Good on ya, Danimals. Now, how about a Greek-style yogurt from you guys? If only to keep my boys out of my grown-up stash.
Kayris
May 1, 2013 @ 1:36 pm
I pulled out my Hershey’s chocolate syrup to check, and it does not have HFCS. Plain old fructose, yes, but not the evil evil kind. Although mine is the lite variety, with 10 grams of sugar per two tbsp.
Carrie
May 2, 2013 @ 10:08 am
Sigh…I hear ya. Finding good food for the kiddos is a challenge. In our case, we have so many allergies and intolerances that we can eat almost nothing that comes in a box, tube or container. Honestly, though, I’m sort of grateful for all these food issues; they’ve forced me to revamp my entire approach to food, and I’m horrified by what I’ve learned about our food supply.
I bet money I’m a lot more hard-core about what I feed my kids than 95% of moms out there, but wherever you are on the spectrum it all comes down to making the best choices you can for your kids.
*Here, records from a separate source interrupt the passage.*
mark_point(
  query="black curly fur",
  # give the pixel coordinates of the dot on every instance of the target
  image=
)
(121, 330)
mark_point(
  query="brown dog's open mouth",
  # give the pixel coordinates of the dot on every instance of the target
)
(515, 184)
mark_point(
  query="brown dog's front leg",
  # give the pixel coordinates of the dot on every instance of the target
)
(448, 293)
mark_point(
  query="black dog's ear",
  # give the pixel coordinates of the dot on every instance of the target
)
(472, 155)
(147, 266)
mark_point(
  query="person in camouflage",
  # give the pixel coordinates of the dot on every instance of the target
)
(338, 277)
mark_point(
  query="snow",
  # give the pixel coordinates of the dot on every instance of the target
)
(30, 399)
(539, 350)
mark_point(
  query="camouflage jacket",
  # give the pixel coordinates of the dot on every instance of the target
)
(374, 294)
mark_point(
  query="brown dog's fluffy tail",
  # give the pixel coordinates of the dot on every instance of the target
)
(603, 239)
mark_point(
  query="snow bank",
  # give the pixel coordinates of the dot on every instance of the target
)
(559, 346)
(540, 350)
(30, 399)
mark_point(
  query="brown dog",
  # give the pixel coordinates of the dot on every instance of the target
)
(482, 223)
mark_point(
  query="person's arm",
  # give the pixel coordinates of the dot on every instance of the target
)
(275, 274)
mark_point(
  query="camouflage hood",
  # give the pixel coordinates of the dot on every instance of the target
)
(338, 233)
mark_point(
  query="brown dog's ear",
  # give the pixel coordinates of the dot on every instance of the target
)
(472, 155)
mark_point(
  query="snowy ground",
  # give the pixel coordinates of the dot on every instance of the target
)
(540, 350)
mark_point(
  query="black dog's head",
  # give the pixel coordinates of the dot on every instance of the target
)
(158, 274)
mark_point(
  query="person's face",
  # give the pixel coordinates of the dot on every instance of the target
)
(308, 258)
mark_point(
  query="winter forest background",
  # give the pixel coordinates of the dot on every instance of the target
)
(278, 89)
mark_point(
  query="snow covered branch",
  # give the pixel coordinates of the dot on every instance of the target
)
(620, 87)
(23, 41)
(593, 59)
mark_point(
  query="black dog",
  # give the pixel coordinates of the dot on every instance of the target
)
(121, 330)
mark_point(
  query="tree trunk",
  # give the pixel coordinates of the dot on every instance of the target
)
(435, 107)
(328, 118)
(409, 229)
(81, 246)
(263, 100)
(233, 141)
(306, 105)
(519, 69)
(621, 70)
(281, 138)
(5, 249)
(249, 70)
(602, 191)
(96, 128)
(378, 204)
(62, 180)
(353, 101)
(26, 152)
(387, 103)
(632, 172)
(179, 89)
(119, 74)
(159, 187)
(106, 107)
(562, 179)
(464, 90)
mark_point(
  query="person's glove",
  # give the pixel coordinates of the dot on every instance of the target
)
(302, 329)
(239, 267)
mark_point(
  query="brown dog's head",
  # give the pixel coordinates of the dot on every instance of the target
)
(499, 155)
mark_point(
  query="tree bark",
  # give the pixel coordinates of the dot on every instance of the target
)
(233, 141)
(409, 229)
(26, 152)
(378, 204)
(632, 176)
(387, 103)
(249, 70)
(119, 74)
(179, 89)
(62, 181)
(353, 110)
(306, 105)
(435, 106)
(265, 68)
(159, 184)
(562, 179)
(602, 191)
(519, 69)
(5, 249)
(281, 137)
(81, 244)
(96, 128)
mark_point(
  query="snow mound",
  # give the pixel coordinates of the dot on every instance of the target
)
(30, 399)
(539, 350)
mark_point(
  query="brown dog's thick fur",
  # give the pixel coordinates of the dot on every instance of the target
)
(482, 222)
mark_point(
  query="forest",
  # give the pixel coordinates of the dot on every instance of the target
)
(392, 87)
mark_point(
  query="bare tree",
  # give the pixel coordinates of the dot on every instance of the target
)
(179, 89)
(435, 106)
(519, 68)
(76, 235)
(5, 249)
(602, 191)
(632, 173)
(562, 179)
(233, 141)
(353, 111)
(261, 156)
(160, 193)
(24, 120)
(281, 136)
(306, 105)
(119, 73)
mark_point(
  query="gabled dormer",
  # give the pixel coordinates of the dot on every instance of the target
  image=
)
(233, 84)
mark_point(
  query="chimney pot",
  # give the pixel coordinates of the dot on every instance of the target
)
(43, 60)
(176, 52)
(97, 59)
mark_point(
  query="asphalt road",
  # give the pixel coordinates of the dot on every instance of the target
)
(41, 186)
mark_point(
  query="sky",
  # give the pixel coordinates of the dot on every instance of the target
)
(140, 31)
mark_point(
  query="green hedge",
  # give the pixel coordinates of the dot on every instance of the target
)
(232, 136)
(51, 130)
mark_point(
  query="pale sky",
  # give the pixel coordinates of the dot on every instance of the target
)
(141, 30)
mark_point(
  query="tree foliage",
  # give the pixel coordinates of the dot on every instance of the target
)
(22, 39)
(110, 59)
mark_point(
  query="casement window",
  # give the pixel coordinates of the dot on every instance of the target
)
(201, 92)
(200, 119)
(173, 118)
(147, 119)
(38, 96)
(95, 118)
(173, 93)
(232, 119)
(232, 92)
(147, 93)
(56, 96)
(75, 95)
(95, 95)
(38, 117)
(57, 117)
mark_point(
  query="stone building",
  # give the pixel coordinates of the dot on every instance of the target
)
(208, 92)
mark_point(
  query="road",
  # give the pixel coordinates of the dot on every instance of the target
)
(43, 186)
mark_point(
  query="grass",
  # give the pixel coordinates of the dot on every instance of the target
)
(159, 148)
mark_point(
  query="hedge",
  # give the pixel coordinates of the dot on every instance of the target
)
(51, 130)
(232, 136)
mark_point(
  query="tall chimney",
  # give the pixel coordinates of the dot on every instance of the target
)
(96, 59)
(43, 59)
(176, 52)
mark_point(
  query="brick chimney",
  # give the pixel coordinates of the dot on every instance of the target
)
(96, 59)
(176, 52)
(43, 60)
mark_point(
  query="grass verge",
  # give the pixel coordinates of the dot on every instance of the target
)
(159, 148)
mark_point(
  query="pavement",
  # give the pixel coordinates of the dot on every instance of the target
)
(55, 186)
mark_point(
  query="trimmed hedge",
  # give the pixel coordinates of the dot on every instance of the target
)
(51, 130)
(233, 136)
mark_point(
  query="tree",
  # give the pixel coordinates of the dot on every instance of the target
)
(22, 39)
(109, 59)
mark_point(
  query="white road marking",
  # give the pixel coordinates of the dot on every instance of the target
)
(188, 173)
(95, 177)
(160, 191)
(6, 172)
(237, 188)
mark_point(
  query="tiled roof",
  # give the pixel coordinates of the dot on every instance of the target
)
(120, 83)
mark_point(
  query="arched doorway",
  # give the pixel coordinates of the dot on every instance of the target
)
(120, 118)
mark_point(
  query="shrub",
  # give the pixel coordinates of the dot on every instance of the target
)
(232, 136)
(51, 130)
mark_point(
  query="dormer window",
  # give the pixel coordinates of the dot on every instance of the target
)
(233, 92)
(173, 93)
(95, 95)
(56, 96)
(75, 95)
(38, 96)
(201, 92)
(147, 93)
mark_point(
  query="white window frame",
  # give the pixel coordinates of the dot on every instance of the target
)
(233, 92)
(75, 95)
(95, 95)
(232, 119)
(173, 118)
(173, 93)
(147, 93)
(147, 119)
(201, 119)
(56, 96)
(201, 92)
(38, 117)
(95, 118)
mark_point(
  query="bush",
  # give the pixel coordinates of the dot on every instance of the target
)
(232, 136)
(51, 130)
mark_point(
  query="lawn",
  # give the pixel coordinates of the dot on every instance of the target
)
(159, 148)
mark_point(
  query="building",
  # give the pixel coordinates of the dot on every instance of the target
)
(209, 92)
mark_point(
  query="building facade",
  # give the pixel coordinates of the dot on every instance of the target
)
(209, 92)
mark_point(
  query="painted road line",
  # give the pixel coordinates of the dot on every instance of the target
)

Whatever that means for you.
Of course, right now my almost 3 year old is inhaling a plate full of green beans for breakfast, which he begged for. So I guess keeping sugar out completely has an upside! LOL
April
May 2, 2013 @ 11:35 am
Have you tried Chobani champions for the kids?? It comes in the tubes as well and is greek yogurt for kids.
Denise Schipani
May 2, 2013 @ 11:37 am
April,
Yes! They love the Chobani champions. Each tube also has a picture puzzle on it, which they also love. And to warm my frugal heart, I can usually find a box of 16 tubes for about $4 at Target, which is awesome.
Michael Neuwirth
May 2, 2013 @ 3:18 pm
Hi Denise, it’s Michael from Dannon here. Sorry you couldn’t join us in person to see how we were able to reduce the sugar in our Danimals Smoothies without any noticeable difference in taste – it was a lot of fun to show other journalists and bloggers how we did it – it took a lot of work over two years. Basically, we were able to find a combination of cultures that make the cultured milk less acidic and tart, which reduces the need to add sugar. Then we changed the natural flavors (type and combinations) that we use. Regarding your question about a Greek yogurt, we now have one that your boys might like – Dannon Oikos, which my 9 yr old loves. I hope they like it if they try it!
Carli
May 7, 2013 @ 11:22 pm
If you are interested in weaning your kids off flavoured/sweetened yoghurt at some point down the road, a really effective strategy can be to give them plain Greek yoghurt with small bowls of “mixings,” so that they can invent their own flavours. Things like chopped fruit or berries (I often use frozen mixed fruit, microwaved for a minute to thaw), pecan pieces, peanut/almond butter, chunks of 85% dark chocolate, cocoa nibs, unsweetened ribbon coconut and sunflower seeds can add a lot of textural interest, and make them forget the yoghurt isn’t sweet.
Another great trick is to give them 1-2 tbsp of honey or sugar in a tiny bowl (like a pinch bowl) with a tiny spoon, and encourage them to sweeten their own yoghurt. Most kids will actually add far less sugar than would have been in their flavoured yoghurt, but even if they add the entire bowl, it’s not a big deal. You just gradually scale back the amount of sweetener offered, until eventually they are eating it with little or no added sugar.
But like you said, you can’t let perfect be the enemy of good, and of course the above solutions are a lot more difficult to pull off with school lunches than with yoghurt fed at home!